Time flies, as the expression goes, and we’re often left wondering where it all went. The clock ticks relentlessly on, defying our attempts to keep the pace. And if we get far enough behind schedule, time seems like some cruel, oppressive force keeping us in sheer frustration.
Do you spend time fighting the clock? Does it control your behavior patterns, set your limits, dictate your opportunities, keep you moving too quickly, rarely allowing you to stop, consider and perceive the deeper realities? Do you sometimes end the day feeling as if you have lost a race?
I’ve taken my fair dosage of the so-called Protestant Ethic in my time. I know what it means to be obsessed with the fear of wasting time.
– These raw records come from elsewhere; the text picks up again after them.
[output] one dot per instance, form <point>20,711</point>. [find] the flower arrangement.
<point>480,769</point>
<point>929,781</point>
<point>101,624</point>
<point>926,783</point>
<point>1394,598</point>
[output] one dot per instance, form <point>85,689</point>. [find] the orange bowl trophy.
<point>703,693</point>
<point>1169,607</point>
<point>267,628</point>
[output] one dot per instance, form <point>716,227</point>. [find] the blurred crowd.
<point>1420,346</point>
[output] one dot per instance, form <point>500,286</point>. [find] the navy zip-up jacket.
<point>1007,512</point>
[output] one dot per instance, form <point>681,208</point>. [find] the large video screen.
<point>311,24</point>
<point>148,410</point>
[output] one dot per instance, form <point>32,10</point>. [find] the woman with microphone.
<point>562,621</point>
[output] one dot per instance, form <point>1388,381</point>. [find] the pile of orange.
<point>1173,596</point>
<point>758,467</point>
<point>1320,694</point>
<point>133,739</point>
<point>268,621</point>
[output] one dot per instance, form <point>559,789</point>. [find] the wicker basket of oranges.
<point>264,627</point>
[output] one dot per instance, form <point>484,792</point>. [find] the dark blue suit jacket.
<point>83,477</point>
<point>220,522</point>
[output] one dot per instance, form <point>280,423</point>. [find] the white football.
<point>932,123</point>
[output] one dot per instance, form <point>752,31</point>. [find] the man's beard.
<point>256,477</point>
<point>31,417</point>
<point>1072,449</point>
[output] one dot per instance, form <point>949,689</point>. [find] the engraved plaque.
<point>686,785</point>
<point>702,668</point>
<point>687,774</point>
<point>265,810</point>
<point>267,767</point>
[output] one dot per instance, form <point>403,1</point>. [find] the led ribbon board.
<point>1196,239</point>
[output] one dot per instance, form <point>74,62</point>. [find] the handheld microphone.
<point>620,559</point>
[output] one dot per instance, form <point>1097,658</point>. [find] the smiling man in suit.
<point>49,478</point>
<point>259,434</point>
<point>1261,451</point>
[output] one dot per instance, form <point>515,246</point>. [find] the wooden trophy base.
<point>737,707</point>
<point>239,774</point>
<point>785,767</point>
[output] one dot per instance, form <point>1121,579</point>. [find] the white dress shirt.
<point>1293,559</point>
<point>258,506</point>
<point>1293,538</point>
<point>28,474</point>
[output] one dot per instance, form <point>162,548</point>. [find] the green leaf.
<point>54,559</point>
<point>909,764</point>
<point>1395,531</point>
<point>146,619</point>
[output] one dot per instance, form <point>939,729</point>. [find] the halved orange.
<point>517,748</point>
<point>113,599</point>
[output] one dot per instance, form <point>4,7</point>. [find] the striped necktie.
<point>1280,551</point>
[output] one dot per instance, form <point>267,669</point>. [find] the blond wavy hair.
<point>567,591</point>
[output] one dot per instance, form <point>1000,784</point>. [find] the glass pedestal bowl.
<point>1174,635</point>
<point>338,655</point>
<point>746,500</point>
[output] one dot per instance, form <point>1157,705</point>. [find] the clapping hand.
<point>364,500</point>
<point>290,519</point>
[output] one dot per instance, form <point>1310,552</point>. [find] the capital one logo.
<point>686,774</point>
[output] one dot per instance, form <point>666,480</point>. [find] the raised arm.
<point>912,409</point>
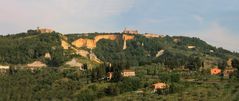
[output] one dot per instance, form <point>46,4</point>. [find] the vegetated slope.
<point>176,51</point>
<point>26,47</point>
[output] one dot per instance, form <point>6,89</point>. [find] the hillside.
<point>128,49</point>
<point>114,66</point>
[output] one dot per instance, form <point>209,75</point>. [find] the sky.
<point>215,21</point>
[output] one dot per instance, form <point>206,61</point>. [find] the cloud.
<point>198,18</point>
<point>220,36</point>
<point>63,15</point>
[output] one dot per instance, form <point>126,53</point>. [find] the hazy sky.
<point>216,21</point>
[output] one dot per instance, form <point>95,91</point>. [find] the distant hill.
<point>124,48</point>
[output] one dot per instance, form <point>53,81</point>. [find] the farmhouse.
<point>215,71</point>
<point>128,73</point>
<point>159,86</point>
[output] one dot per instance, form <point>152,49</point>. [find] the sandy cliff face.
<point>64,44</point>
<point>91,43</point>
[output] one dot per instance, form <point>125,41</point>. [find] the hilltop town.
<point>125,65</point>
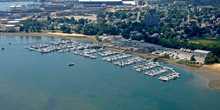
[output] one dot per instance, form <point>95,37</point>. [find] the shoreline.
<point>207,71</point>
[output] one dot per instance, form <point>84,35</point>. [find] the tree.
<point>192,59</point>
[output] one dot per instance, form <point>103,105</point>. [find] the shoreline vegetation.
<point>211,72</point>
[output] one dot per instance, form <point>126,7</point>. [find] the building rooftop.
<point>202,51</point>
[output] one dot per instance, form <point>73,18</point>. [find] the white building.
<point>16,23</point>
<point>201,53</point>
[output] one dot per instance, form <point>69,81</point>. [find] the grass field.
<point>207,40</point>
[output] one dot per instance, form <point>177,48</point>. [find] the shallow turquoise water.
<point>6,5</point>
<point>34,81</point>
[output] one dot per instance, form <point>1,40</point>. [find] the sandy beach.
<point>211,72</point>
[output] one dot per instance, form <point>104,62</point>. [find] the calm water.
<point>34,81</point>
<point>6,5</point>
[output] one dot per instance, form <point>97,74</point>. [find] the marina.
<point>88,51</point>
<point>44,81</point>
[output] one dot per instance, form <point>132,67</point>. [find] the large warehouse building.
<point>202,53</point>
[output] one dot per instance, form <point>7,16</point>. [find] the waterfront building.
<point>201,53</point>
<point>9,27</point>
<point>100,2</point>
<point>16,23</point>
<point>151,19</point>
<point>4,21</point>
<point>179,3</point>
The scientific western world has succeeded in quantifying time. It has been defined as a measurement: seconds, minutes, hours, days, months, years, decades, etc. Calibrated points on a continuum. The Bible has a much more interesting view. Since God transcends time, He doesn’t need our means of time measurement to keep track. His time is different from ours. What is God’s time like?
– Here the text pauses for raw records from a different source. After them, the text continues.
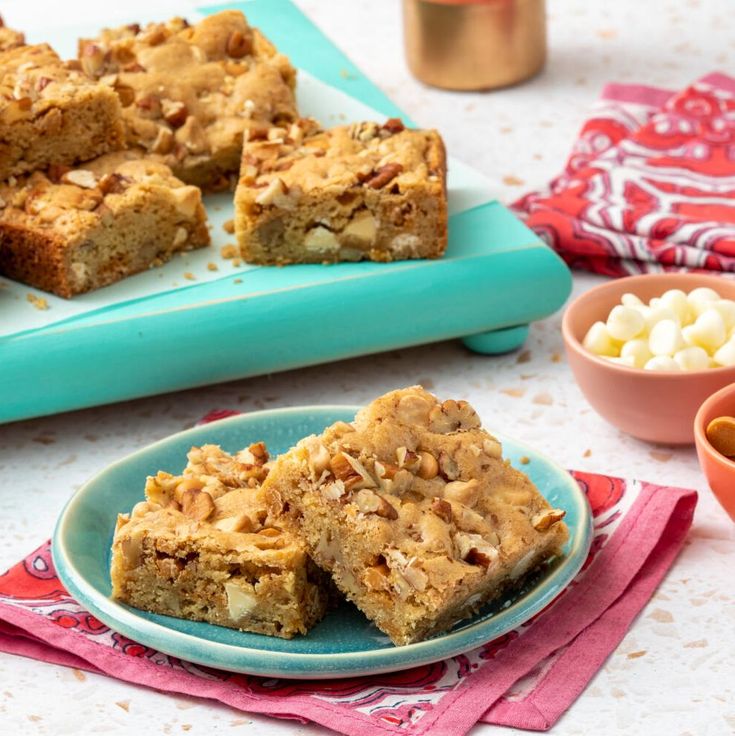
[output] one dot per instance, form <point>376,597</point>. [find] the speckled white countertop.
<point>684,683</point>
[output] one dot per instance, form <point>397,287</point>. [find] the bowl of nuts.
<point>714,435</point>
<point>647,350</point>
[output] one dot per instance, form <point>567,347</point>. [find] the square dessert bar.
<point>68,231</point>
<point>10,39</point>
<point>414,512</point>
<point>203,547</point>
<point>51,113</point>
<point>353,192</point>
<point>191,93</point>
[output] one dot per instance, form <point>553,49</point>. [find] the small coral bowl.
<point>719,470</point>
<point>655,406</point>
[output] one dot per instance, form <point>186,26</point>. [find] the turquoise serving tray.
<point>495,278</point>
<point>344,644</point>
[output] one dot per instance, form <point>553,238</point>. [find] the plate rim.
<point>124,620</point>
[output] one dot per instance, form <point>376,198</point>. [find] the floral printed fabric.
<point>650,184</point>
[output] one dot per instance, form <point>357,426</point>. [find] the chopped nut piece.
<point>180,236</point>
<point>276,188</point>
<point>465,492</point>
<point>442,509</point>
<point>413,409</point>
<point>240,523</point>
<point>81,178</point>
<point>318,458</point>
<point>334,491</point>
<point>384,175</point>
<point>475,550</point>
<point>239,602</point>
<point>238,45</point>
<point>376,577</point>
<point>351,471</point>
<point>428,466</point>
<point>448,466</point>
<point>197,505</point>
<point>492,448</point>
<point>174,112</point>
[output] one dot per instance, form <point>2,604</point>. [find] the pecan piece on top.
<point>384,175</point>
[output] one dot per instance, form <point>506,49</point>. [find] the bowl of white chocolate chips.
<point>647,350</point>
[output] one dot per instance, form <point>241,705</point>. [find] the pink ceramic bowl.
<point>652,405</point>
<point>719,471</point>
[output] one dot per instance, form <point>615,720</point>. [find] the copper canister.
<point>474,44</point>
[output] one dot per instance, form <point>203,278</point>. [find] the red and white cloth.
<point>650,183</point>
<point>525,679</point>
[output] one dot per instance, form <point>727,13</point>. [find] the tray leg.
<point>496,342</point>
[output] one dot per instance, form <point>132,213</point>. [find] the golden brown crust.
<point>203,547</point>
<point>51,113</point>
<point>350,193</point>
<point>68,231</point>
<point>414,512</point>
<point>190,93</point>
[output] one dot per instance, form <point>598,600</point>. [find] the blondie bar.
<point>191,93</point>
<point>414,512</point>
<point>68,231</point>
<point>203,547</point>
<point>51,113</point>
<point>353,192</point>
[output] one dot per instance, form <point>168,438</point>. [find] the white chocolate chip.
<point>239,602</point>
<point>599,341</point>
<point>630,300</point>
<point>81,178</point>
<point>725,355</point>
<point>701,299</point>
<point>662,363</point>
<point>708,331</point>
<point>676,300</point>
<point>627,361</point>
<point>625,323</point>
<point>665,338</point>
<point>692,358</point>
<point>637,350</point>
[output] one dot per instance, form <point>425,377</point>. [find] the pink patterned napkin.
<point>650,183</point>
<point>526,679</point>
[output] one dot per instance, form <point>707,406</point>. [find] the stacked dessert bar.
<point>410,511</point>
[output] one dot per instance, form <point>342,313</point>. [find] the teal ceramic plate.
<point>344,644</point>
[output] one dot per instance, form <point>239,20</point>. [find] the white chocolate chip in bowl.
<point>652,384</point>
<point>599,341</point>
<point>666,338</point>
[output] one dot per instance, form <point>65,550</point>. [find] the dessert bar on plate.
<point>72,230</point>
<point>414,512</point>
<point>191,93</point>
<point>51,113</point>
<point>203,547</point>
<point>354,192</point>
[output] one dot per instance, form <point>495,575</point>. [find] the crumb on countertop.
<point>38,301</point>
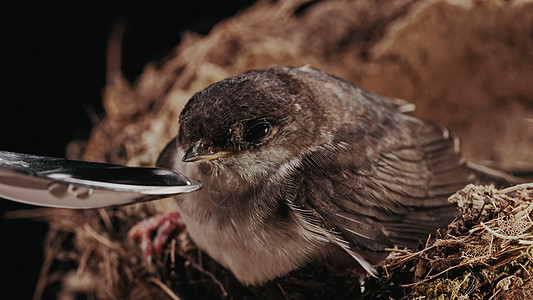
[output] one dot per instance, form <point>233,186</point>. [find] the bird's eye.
<point>257,132</point>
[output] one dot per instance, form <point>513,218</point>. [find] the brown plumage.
<point>299,165</point>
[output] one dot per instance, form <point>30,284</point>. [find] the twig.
<point>47,264</point>
<point>211,275</point>
<point>164,287</point>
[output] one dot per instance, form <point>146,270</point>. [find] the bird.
<point>300,166</point>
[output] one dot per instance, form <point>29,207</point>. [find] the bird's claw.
<point>154,232</point>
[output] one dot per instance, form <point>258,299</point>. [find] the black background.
<point>53,72</point>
First, it is a gift. We don’t have to “make time” in order to be good Christians. God the Creator is the only one who “makes time.” He gives it to us as a gift. This means that we can relax from our obsessive-compulsive drive to fill up our time with scheduled activity. Instead, we can ask, “I wonder what opportunity God is giving in this moment, this day? How shall I respond to this gift?”
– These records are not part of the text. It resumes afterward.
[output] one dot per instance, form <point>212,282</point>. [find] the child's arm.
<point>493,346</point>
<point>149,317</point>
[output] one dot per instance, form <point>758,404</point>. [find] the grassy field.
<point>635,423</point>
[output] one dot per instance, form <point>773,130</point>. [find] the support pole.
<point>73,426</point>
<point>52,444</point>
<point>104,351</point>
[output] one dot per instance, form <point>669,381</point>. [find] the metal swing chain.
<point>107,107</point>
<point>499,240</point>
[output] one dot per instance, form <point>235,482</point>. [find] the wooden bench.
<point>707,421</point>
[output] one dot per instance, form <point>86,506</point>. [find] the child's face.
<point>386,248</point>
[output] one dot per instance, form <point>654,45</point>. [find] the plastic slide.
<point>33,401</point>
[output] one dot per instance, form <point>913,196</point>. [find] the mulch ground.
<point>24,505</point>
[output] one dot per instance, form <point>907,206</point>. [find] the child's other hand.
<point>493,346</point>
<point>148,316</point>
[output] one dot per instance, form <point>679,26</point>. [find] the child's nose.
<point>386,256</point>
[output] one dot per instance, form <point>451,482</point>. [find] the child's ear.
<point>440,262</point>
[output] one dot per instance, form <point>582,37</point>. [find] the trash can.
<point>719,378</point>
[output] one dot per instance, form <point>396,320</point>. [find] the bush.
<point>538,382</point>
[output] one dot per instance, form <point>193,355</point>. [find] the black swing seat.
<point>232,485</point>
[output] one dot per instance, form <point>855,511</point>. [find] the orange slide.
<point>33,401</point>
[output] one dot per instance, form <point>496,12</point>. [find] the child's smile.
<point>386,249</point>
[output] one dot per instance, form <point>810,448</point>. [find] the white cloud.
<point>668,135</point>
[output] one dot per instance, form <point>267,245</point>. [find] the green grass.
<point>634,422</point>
Second, God’s time has content. In New Testament times the Greek language had two words for time. Chronos referred to measured time, the sequence of hours, days, years. Kairos implied much more: time with a distinct quality or purpose. It meant the right time for something to happen, the ripe time for events to come to fruition. God’s time is kairos. Jesus began His public ministry with this the announcement: “The time (kairos) is fulfilled, and the kingdom of God is at hand” (Mark 1:15 KJV).
Third, God’s time has purpose. It moves toward a goal. In the Bible, time progresses toward a definite goal set by God. The Book of Revelation describes this goal as “a new heaven and a new earth” (21:1). Today has meaning because it points toward tomorrow.
Let us then increasingly ask God rather than the clock or calendar what time it is, how God’s tomorrow beckons our today. How’s your timing?